I would like to resample a df so that it has an index entry for all the working hours of the days contained in the datetimeindex of the df. I have some code, but I think this should be achived easier and that I am missing something. Also it will blow up on large dataframes because the from_product() will create also filter_id and tr_id combinations not present in the data.
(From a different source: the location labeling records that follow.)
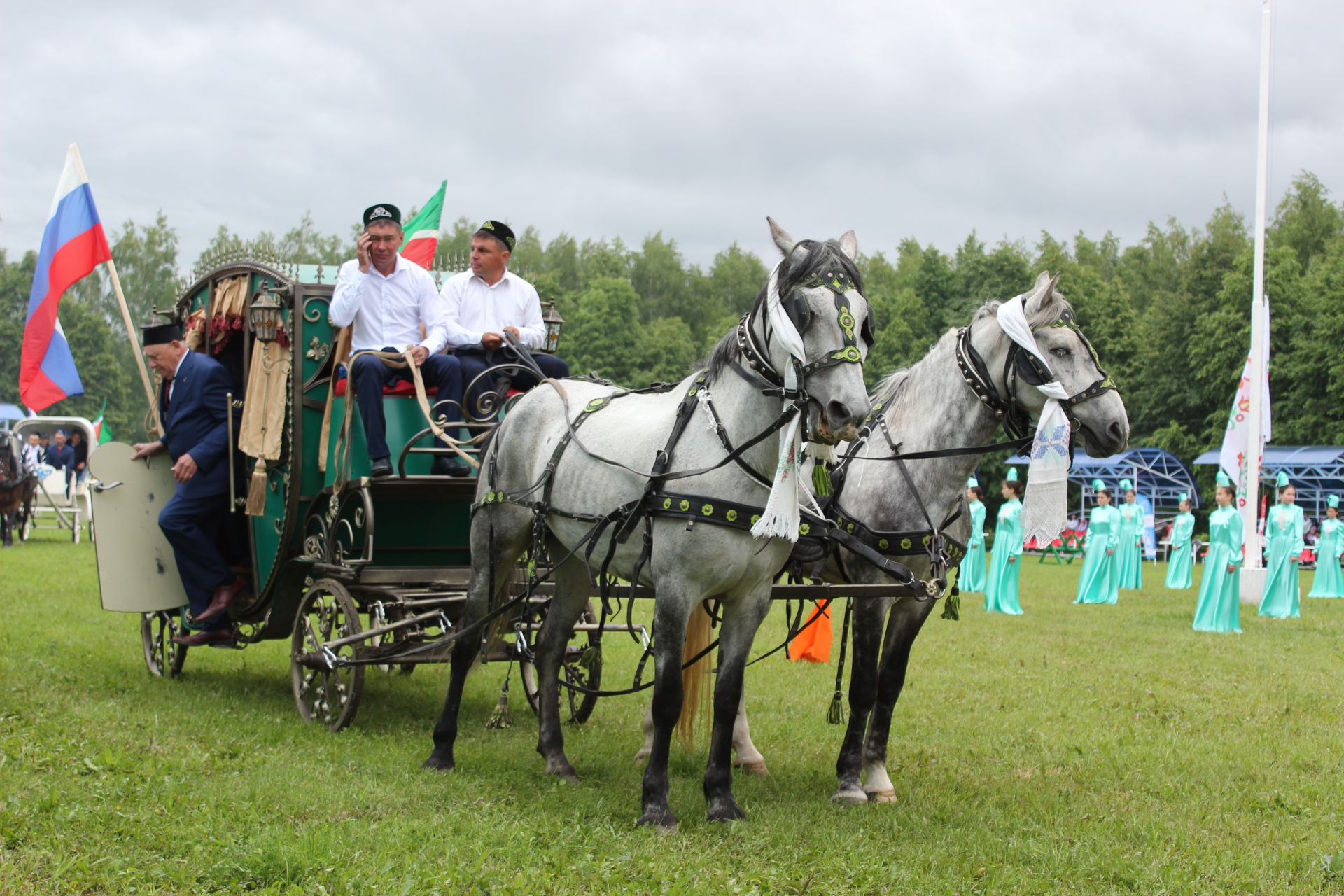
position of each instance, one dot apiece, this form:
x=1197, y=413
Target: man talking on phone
x=388, y=298
x=489, y=301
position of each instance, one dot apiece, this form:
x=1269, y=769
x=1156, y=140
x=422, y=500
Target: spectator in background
x=62, y=457
x=81, y=450
x=33, y=453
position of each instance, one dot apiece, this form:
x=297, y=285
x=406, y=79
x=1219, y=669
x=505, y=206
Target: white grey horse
x=932, y=407
x=691, y=559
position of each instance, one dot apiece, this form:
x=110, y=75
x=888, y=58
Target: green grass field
x=1073, y=750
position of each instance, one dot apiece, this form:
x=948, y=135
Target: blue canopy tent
x=1316, y=470
x=10, y=414
x=1159, y=475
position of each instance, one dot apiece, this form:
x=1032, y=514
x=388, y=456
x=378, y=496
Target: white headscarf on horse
x=1044, y=510
x=781, y=514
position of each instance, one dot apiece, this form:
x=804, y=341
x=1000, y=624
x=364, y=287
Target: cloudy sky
x=692, y=117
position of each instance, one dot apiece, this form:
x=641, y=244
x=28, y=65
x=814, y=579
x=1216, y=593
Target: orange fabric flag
x=813, y=643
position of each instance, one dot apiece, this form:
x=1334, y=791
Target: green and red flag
x=101, y=431
x=422, y=232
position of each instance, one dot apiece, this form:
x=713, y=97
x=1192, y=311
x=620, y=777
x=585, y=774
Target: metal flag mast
x=1256, y=415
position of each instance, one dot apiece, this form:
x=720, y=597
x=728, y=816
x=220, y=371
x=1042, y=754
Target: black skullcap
x=500, y=232
x=384, y=211
x=160, y=333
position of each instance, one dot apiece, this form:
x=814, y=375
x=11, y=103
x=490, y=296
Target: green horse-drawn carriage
x=342, y=564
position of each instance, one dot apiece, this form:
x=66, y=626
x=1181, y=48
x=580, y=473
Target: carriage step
x=589, y=626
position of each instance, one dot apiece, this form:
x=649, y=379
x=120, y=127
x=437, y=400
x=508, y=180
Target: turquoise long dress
x=1002, y=584
x=1284, y=530
x=1180, y=561
x=972, y=577
x=1098, y=582
x=1129, y=561
x=1221, y=592
x=1328, y=582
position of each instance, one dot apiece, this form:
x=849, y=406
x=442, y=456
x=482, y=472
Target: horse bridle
x=1023, y=365
x=800, y=314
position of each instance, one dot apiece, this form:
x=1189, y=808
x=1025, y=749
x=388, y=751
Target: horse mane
x=820, y=254
x=1047, y=314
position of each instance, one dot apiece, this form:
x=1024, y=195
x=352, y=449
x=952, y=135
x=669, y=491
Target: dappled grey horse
x=956, y=397
x=575, y=460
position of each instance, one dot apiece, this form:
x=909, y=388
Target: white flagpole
x=1254, y=419
x=131, y=328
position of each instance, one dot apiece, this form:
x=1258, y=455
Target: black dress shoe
x=449, y=466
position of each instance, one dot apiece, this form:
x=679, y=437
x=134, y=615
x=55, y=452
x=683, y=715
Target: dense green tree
x=1307, y=219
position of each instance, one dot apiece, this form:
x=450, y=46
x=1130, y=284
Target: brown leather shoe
x=202, y=638
x=223, y=596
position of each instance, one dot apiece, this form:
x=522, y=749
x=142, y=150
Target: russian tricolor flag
x=71, y=246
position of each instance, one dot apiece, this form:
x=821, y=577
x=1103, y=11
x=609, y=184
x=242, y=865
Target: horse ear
x=788, y=245
x=1042, y=295
x=850, y=245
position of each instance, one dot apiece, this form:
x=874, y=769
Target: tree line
x=1168, y=315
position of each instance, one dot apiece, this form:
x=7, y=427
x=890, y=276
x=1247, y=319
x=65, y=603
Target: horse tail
x=695, y=679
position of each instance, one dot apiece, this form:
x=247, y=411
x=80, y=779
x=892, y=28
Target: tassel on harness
x=835, y=713
x=502, y=718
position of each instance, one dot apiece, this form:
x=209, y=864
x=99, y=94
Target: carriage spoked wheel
x=163, y=657
x=321, y=694
x=582, y=665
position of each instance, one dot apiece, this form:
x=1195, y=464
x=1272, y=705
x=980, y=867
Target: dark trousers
x=370, y=375
x=476, y=362
x=191, y=526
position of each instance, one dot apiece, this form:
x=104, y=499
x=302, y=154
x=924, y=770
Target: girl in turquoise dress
x=1129, y=559
x=1098, y=582
x=972, y=577
x=1180, y=561
x=1328, y=582
x=1284, y=531
x=1004, y=566
x=1221, y=590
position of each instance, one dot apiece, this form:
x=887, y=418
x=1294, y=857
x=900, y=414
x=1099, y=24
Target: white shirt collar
x=499, y=282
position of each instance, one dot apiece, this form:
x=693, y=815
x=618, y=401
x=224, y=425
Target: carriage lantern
x=553, y=326
x=264, y=316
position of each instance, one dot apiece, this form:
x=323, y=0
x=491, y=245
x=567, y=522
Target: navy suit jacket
x=197, y=424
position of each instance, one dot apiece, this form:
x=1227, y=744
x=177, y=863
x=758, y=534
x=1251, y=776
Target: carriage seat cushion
x=401, y=387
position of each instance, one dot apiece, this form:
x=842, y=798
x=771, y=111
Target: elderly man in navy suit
x=194, y=407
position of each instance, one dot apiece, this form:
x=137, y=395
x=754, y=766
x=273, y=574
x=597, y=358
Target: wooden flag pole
x=125, y=317
x=134, y=344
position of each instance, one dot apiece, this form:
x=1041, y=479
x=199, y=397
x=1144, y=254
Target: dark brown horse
x=18, y=488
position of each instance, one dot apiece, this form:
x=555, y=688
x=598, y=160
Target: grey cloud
x=695, y=118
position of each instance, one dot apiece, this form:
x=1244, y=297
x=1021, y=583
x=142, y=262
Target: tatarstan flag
x=422, y=232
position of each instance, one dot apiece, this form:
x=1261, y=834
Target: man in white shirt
x=486, y=302
x=33, y=453
x=388, y=298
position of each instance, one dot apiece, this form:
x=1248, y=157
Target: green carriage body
x=413, y=524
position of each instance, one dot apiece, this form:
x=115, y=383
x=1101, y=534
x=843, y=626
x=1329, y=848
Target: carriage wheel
x=330, y=696
x=574, y=669
x=163, y=657
x=390, y=613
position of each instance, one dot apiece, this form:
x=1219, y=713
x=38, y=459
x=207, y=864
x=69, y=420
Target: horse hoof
x=438, y=763
x=850, y=797
x=726, y=813
x=565, y=773
x=663, y=820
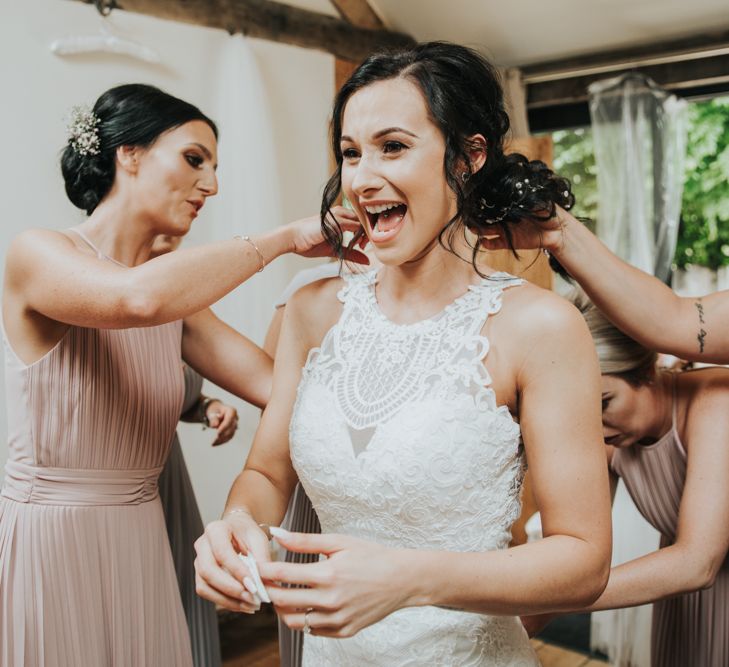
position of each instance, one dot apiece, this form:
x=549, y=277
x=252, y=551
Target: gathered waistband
x=38, y=485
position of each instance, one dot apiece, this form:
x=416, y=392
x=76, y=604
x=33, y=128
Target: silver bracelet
x=248, y=239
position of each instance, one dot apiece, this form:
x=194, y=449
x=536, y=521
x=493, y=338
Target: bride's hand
x=548, y=235
x=308, y=239
x=220, y=575
x=357, y=585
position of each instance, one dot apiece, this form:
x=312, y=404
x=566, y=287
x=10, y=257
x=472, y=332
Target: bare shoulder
x=535, y=312
x=315, y=308
x=707, y=390
x=33, y=246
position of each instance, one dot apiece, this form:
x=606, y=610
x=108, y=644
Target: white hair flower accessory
x=83, y=131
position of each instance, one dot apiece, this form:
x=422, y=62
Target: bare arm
x=260, y=494
x=560, y=418
x=638, y=303
x=227, y=358
x=702, y=536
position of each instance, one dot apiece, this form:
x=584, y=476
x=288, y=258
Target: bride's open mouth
x=385, y=220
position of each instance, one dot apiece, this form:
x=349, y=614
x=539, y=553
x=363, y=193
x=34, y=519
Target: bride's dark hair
x=463, y=93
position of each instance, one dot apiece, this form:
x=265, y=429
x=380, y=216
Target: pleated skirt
x=300, y=518
x=184, y=526
x=88, y=586
x=692, y=630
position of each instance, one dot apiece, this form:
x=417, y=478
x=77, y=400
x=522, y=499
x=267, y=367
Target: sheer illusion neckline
x=436, y=318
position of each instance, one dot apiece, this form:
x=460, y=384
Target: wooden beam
x=359, y=13
x=275, y=21
x=690, y=48
x=676, y=76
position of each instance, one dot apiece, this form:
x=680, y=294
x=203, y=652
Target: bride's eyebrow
x=393, y=130
x=382, y=133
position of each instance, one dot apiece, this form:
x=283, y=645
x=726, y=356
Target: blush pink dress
x=692, y=629
x=86, y=575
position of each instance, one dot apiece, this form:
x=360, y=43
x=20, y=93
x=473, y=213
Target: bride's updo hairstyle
x=128, y=115
x=463, y=94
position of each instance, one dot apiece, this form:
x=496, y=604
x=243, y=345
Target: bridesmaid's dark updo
x=463, y=93
x=129, y=115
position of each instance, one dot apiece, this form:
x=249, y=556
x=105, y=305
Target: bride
x=408, y=399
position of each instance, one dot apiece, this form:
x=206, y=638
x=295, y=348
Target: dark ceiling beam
x=675, y=76
x=638, y=56
x=273, y=21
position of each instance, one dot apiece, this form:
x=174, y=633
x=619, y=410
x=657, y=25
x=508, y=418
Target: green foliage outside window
x=703, y=237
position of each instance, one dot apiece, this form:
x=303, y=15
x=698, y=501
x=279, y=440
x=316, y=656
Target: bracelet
x=248, y=239
x=203, y=409
x=237, y=510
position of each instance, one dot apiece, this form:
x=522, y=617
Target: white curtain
x=639, y=134
x=515, y=100
x=248, y=202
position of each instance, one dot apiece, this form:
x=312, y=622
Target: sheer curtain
x=639, y=135
x=639, y=132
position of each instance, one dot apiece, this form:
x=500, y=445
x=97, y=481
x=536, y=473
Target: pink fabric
x=86, y=576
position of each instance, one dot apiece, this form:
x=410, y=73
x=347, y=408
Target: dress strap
x=88, y=242
x=98, y=252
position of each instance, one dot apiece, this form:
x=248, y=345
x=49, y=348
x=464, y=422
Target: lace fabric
x=397, y=438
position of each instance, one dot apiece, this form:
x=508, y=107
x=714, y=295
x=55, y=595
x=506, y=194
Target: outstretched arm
x=702, y=538
x=52, y=278
x=638, y=303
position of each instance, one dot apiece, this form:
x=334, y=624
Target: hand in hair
x=309, y=241
x=529, y=234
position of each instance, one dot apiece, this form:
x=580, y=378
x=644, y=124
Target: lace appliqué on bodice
x=397, y=438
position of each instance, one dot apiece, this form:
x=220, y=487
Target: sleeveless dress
x=184, y=526
x=86, y=576
x=690, y=629
x=397, y=438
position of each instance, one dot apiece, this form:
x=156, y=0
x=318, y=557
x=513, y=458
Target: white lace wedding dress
x=397, y=438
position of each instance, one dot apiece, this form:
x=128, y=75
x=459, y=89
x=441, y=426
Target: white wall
x=37, y=89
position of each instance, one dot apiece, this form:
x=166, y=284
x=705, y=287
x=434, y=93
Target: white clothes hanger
x=105, y=41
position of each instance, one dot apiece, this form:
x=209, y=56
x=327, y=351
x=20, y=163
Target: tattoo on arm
x=701, y=336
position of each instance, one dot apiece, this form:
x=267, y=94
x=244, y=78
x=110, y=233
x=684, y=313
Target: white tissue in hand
x=253, y=569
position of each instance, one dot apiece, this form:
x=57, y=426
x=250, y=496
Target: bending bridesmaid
x=667, y=435
x=94, y=334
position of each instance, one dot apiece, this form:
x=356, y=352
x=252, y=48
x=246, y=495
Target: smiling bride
x=407, y=400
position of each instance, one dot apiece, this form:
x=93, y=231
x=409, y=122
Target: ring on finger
x=307, y=628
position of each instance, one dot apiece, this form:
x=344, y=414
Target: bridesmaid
x=94, y=333
x=666, y=435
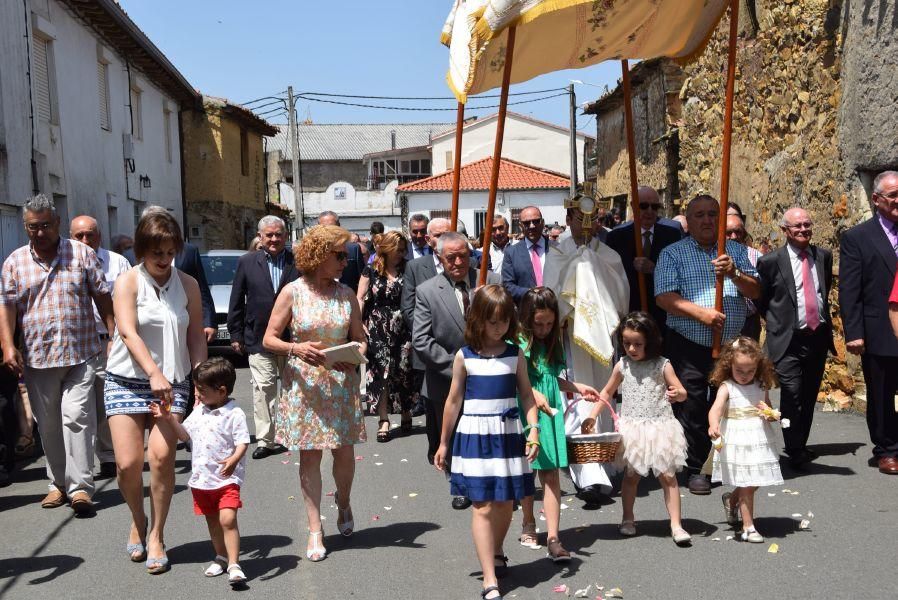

So basically I what new datetimeindex but only for filter (filter_id) and transactions (tr_id) already present on that day.
import pandas as pd
import numpy as np
import random
import datetime
def dummy_sample():
ind = ['filter_id','tr_id','adate', 'amin', 'amax', 'aavg', 'avar', 'acnt']
sub = pd.DataFrame(np.random.randn(32,8), columns=ind)
sub.loc[:,'adate'] = pd.date_range('2018-01-01 05:00:00', periods=2, freq='15T').repeat(16)
sub.loc[:,'filter_id'] = [1,2,3,4]*4*2
sub.loc[:,'tr_id'] = ([448]*4+[1]*4+[2]*4+[3]*4)*2
sub.set_index(['adate','filter_id','tr_id'],inplace=True)
base_trs = sub.loc[(slice(None),slice(None),[1,2,3]),'acnt'].shape[0]
sub.loc[(slice(None),slice(None),[1,2,3]),'acnt'] = [random.randint(0,100) for i in range(base_trs)]
# special tr_id 448 is the sum of all other
for i in sub.groupby(['adate','filter_id']):
(date,filter_id),df=i
df = df.droplevel(['adate','filter_id'])
sub.loc[(date,filter_id,448),'acnt'] = df.loc[[1,2,3],'acnt'].sum()
# special filter_id 1 is the sum of all filter all tr_ids
for i in sub.groupby('adate'):
date,df=i
sub.loc[(date,1,448),'acnt'] = df.loc[(date,[2,3,4],448),'acnt'].sum()
return sub
def reg_sample_soa(df):
loc_df = df.copy()
loc_df.index = df.index.remove_unused_levels()
days = np.unique(loc_df.index.levels[0].date)
#print(days)
index = pd.to_datetime([])
for day in days:
# this is for the corona SOA from 4 to 21
start = datetime.datetime.combine(day,datetime.time(4,0))
#print(start)
soa_slots = pd.date_range(start, periods=(21-4)*4,freq='15min')
#print(soa_slots)
index = index.append(pd.MultiIndex.from_product([soa_slots,loc_df.index.levels[1],loc_df.index.levels[2]]))
#print(index)
output = pd.DataFrame(index=pd.MultiIndex.from_tuples(index), columns=loc_df.columns)
#print(output.info())
output.update(loc_df)
return output
#r = awzpy.inout.read_dump('../data/test_m.dat')
r = dummy_sample()
#print(r)
t = reg_sample_soa(r)
print(t.loc[('2018-01-01 05',slice(None),slice(None)),:])
I read about resample().asfreq() solutions but they did not work for me because of the night gaps and weekends. Looking forward to your comments and hints. Thank you!
p.s.: I am using python 3.6.8 and pandas 1.0.1
edit: The best links I found are : Resampling a pandas MultiIndex dataframe
Resampling Within a Pandas MultiIndex can this be applied to my case?